Minbook
KO
The Wasted Learning Signal — The Gap Between AI Drafts and What You Actually Publish

The Wasted Learning Signal — The Gap Between AI Drafts and What You Actually Publish

M. · · 6 min read

Introducing Self-Tuning Loop: capture implicit feedback from human edit diffs, analyze patterns periodically, and auto-evolve prompt guidelines. Includes academic gap analysis (DSPy, TextGrad, POHF).

If you use AI to write, this routine is familiar.

1. Ask AI for a draft → 2. Read the result → 3. Fix the tone, delete unnecessary sentences, reorder paragraphs → 4. Publish → 5. Repeat tomorrow from step 1

The judgments embedded in step 3 — “this tone is too stiff,” “the intro is too long,” “show the numbers first” — are exactly the learning signals AI needs to adapt to you.

But you throw them away every single time.


The Structural Problem with AI Writing Today

The Limits of Custom Instructions

ChatGPT’s memory, Claude’s Custom Style, Notion AI’s Voice settings.
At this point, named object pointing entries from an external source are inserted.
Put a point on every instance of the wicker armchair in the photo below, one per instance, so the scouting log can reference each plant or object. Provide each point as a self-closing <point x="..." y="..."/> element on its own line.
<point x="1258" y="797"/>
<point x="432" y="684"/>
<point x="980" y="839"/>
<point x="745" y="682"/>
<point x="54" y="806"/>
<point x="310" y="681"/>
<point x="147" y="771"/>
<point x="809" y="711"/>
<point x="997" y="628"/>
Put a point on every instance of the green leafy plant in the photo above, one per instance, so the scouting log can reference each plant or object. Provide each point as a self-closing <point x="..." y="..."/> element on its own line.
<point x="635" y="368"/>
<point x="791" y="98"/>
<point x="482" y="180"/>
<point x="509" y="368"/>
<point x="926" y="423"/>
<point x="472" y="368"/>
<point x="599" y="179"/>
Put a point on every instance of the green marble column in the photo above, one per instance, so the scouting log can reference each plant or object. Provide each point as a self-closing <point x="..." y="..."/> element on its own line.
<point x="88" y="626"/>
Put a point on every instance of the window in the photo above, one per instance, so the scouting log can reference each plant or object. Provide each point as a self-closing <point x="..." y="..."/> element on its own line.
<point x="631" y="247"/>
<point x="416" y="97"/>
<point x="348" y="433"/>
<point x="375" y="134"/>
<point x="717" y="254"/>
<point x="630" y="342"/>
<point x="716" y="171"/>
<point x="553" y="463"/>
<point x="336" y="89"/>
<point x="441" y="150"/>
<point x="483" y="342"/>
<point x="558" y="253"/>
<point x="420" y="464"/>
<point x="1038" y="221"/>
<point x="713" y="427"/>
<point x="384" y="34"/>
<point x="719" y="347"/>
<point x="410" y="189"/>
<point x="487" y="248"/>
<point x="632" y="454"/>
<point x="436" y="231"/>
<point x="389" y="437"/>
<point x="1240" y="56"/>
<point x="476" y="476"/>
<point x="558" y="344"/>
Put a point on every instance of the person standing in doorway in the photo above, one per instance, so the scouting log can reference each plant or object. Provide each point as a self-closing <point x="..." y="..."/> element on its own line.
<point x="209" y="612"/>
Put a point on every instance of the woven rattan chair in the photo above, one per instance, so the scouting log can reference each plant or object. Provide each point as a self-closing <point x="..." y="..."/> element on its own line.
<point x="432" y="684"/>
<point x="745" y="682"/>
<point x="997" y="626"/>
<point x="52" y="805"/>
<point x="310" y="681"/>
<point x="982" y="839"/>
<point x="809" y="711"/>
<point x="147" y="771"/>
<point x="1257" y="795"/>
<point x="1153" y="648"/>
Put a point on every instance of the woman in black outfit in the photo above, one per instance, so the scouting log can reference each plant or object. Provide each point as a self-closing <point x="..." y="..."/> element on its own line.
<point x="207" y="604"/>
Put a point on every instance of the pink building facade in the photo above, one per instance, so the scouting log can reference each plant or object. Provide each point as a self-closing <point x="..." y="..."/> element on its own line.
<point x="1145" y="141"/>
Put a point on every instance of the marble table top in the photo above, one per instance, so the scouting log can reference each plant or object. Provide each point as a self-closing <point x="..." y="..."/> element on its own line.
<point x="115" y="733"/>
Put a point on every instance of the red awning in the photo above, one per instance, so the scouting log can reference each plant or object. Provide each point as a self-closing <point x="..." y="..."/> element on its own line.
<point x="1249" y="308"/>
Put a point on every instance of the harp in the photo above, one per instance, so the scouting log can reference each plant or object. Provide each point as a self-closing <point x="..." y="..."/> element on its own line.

Most AI tools offer explicit configuration as the way to reflect user style.

Tool”Learning” MethodReality
ChatGPT MemoryAuto-extract insights from chatStores facts (job, preferences). Not writing style
Claude Custom StyleUpload sample textOne-time analysis. No evolution during use
Jasper Brand VoiceUpload existing content → profileStatic after initial setup
GrammarlyTrack suggestion accept/reject patternsLimited to sentence-level suggestions
Notion AIWorkspace context awarenessDocument reference, not learning

See the pattern? All of them are initial setup → static forever. None actually improve with use.

Grammarly comes closest, but even it only tracks “accept/reject of sentence-level suggestions” — not the diff between a full draft and the final version.

Why No One Does This

It’s not technically impossible. Two reasons:

First, capturing diffs requires both the “draft” and “final” to exist in the same system. If you get a draft from ChatGPT and edit it in Google Docs, the two systems don’t know about each other. The draft lives in ChatGPT, the final in Docs — the connection is broken.

Second, even with diffs, there’s no pipeline to turn them into “learning.” Manually tweaking prompts is currently the only method.


The Value of Wasted Signals

I ran an experiment. Over two weeks, I collected the diffs between AI-generated LinkedIn drafts and the actually published versions, then had an LLM analyze them all at once.

Results:

  • Changed question-style openings to declarative statements — 7 times
  • Expanded hashtags from 3 → 5 — consistent pattern
  • Changed formal endings to casual tone — 11 out of 14 drafts
  • Added English terms in parentheses after technical jargon — every time

These patterns were never explicitly requested. I never wrote “use declarative openings” in any Custom Instructions. I just kept editing. But when the diffs were collected, clear preferences emerged.

This is implicit feedback — learning signals embedded in the editing behavior itself, without the user being conscious of it.


Self-Tuning Loop: A System Where Prompts Evolve

The solution is structurally simple.

graph TD
    G["1. Generate — Create draft using current guidelines"]
    C["2. Capture — Store diff between draft and final"]
    A["3. Analyze — Extract repeating patterns from N diffs"]
    E["4. Evolve — Auto-update guidelines"]

    G --> C
    C --> A
    A --> E
    E -->|"next draft gets closer to what you want"| G

Self-Tuning Loop. A 4-step cycle.

Step 1: Generate

AI creates a draft referencing current guidelines. Initially, these can be just a few lines.

## Writing Guidelines v1
- Tone: Professional but not stiff
- Length: ~1,500 characters
- Structure: Lead with the point, background later

Step 2: Capture

When the user edits the draft into a final version, both are stored. The key is extracting the diff.

[Draft] "The advancement of AI technology is bringing great changes to our society."
[Final] "Enterprise adoption rose 34% within 3 months of GPT-4o's launch."
[Diff]  Abstract statement → concrete data + proper nouns

Step 3: Analyze

After a period (7 days, 10 items, etc.) of accumulated diffs, request pattern analysis from an LLM.

## Analysis Prompt
Below are the diffs from the last 10 AI drafts vs. user final versions.
Extract repeating editing patterns.
For each pattern:
- Pattern description (what changes and how)
- Frequency (X out of 10)
- Inferred reason (why this change is made)

Step 4: Evolve

Apply extracted patterns to the guidelines. With a safety mechanism:

ClassificationCriteriaAction
Safe70%+ frequency, style/tone relatedAuto-apply
RiskyBelow 50% frequency, or structural changesSuggest only (human approves)

Auto-applying only Safe changes makes guidelines gradually converge toward the user’s preferences.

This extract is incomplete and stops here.